3.2.2. Using PLUS Model to Simulate Spatial Distribution of Patches
The PLUS model is a new simulation model of land use change generated by patches. Its principle comes from the CA model and has been dramatically improved based on the CA model. The PLUS model has been greatly improved on the basis of the traditional CA model. It combines transformation and pattern analysis strategies to improve the accuracy of regional land use simulation. It has been widely used in the related research practice of land use structure simulation.

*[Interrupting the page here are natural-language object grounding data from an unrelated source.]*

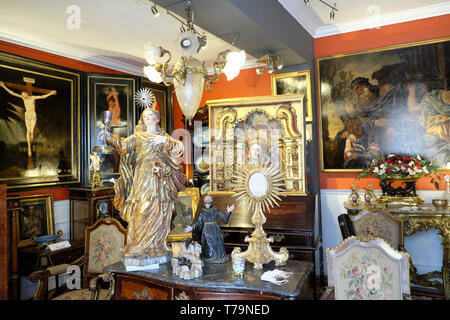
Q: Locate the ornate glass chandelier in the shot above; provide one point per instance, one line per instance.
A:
(189, 75)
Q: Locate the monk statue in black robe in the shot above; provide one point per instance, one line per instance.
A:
(213, 248)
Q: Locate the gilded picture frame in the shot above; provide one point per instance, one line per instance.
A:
(389, 100)
(185, 209)
(39, 123)
(298, 82)
(266, 129)
(116, 93)
(35, 218)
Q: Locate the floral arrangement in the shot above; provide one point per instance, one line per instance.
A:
(401, 166)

(1) Selection of driving factors for land change
LULC change comprises the all-round performance of internal and external factors such as social economy and nature. With the rapid development of WMA, land use change is not only affected by natural elements but also by a combination of driving factors such as the social economy and spatial location. Based on the research results and data availability for the relevant driving factors of land use change, we selected elevation, slope, temperature, precipitation, GDP, distance from water, and the government from the terrain, accessibility, and socioeconomics. Twelve driving factors, such as distance from the railway station and spread to different grades of a road, are shown in
Figure 3. These 12 drivers were rasterized and unified to a resolution of 30 m × 30 m to ensure smooth model operation.

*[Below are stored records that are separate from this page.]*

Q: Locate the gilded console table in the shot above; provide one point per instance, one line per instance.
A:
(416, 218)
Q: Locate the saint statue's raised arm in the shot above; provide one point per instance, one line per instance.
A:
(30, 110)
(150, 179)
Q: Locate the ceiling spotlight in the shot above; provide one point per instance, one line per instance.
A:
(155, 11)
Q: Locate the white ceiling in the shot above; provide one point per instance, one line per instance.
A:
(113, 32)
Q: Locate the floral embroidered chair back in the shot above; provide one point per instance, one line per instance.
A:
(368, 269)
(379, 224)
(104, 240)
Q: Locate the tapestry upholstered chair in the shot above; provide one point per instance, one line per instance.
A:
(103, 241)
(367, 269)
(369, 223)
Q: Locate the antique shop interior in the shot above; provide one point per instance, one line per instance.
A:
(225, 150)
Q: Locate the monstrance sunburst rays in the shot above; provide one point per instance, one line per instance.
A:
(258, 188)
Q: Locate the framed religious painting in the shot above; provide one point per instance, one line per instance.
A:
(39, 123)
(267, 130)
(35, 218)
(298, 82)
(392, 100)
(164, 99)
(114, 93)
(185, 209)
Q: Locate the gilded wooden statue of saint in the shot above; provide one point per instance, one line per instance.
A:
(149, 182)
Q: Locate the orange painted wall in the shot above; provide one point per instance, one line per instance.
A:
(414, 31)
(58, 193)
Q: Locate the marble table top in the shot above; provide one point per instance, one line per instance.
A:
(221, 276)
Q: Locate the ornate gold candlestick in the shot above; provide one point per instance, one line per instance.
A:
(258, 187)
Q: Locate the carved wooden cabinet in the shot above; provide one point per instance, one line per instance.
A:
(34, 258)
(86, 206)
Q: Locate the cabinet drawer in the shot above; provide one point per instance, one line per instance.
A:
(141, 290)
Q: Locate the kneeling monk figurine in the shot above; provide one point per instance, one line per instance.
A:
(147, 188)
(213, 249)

(2) Cost matrix and limit expansion area setting
The cost matrix represents the conversion rules between various types of land and reflects whether each type of land can be converted into other types. When a specific type of land cannot be transformed into different types of land, the corresponding value of the matrix is 0; when the transformation is allowed, the corresponding value of the matrix is 1. Combined with the actual situation of the change of land use types in the WMA, with the development of economic and technological levels, it is entirely possible to convert any land into built-up land, but the difficulty and cost of converting built-up land to other types of land will be great, and the actual situation is perfect. Therefore, in this study we set the constraint that built-up land could not be converted into other types of land. Secondly, it is impossible to directly judge whether the mutual transformation between water, forest land, farmland, grassland, and unused land is allowed, thus the model cost matrix parameters in different scenarios need to be set according to their constraints.
Due to the requirements of relevant policies, the basic needs of some land use types remain unchanged. To truly reflect the simulation process of different scenarios, we set restricted development areas for ecological protection scenarios and ecological and economic coordination scenarios. Among these, the environmental protection scenario masks the ecological protection red line in the area and sets it as a restricted expansion area. During the simulation process, the conversion of land within the red line to other land types is prohibited.
(3) Accuracy verification
The development of WMA has expanded the city scale; built-up land is rapidly growing towards the border counties (cities) of various cities. A critical zone appears between areas of built-up land. The GMOP and PLUS model starts from “top-down” and “bottom-up” perspectives, comprehensively considering natural, economic, and social factors, as well as limiting factors such as local ecological control areas. The data are simulation benchmark data. The PLUS model was used to simulate the land use situation of the WMA in 2020. The kappa coefficient and the Fom coefficient were used to verify the accuracy of the simulation results. The kappa value was set to 0.80, and the Fom value was set to 0.29, indicating that the model simulates urban agglomeration. The accuracy of land use change was high, indicating that the model is reliable and stable and can be used to simulate land use change in the WMA in 2030.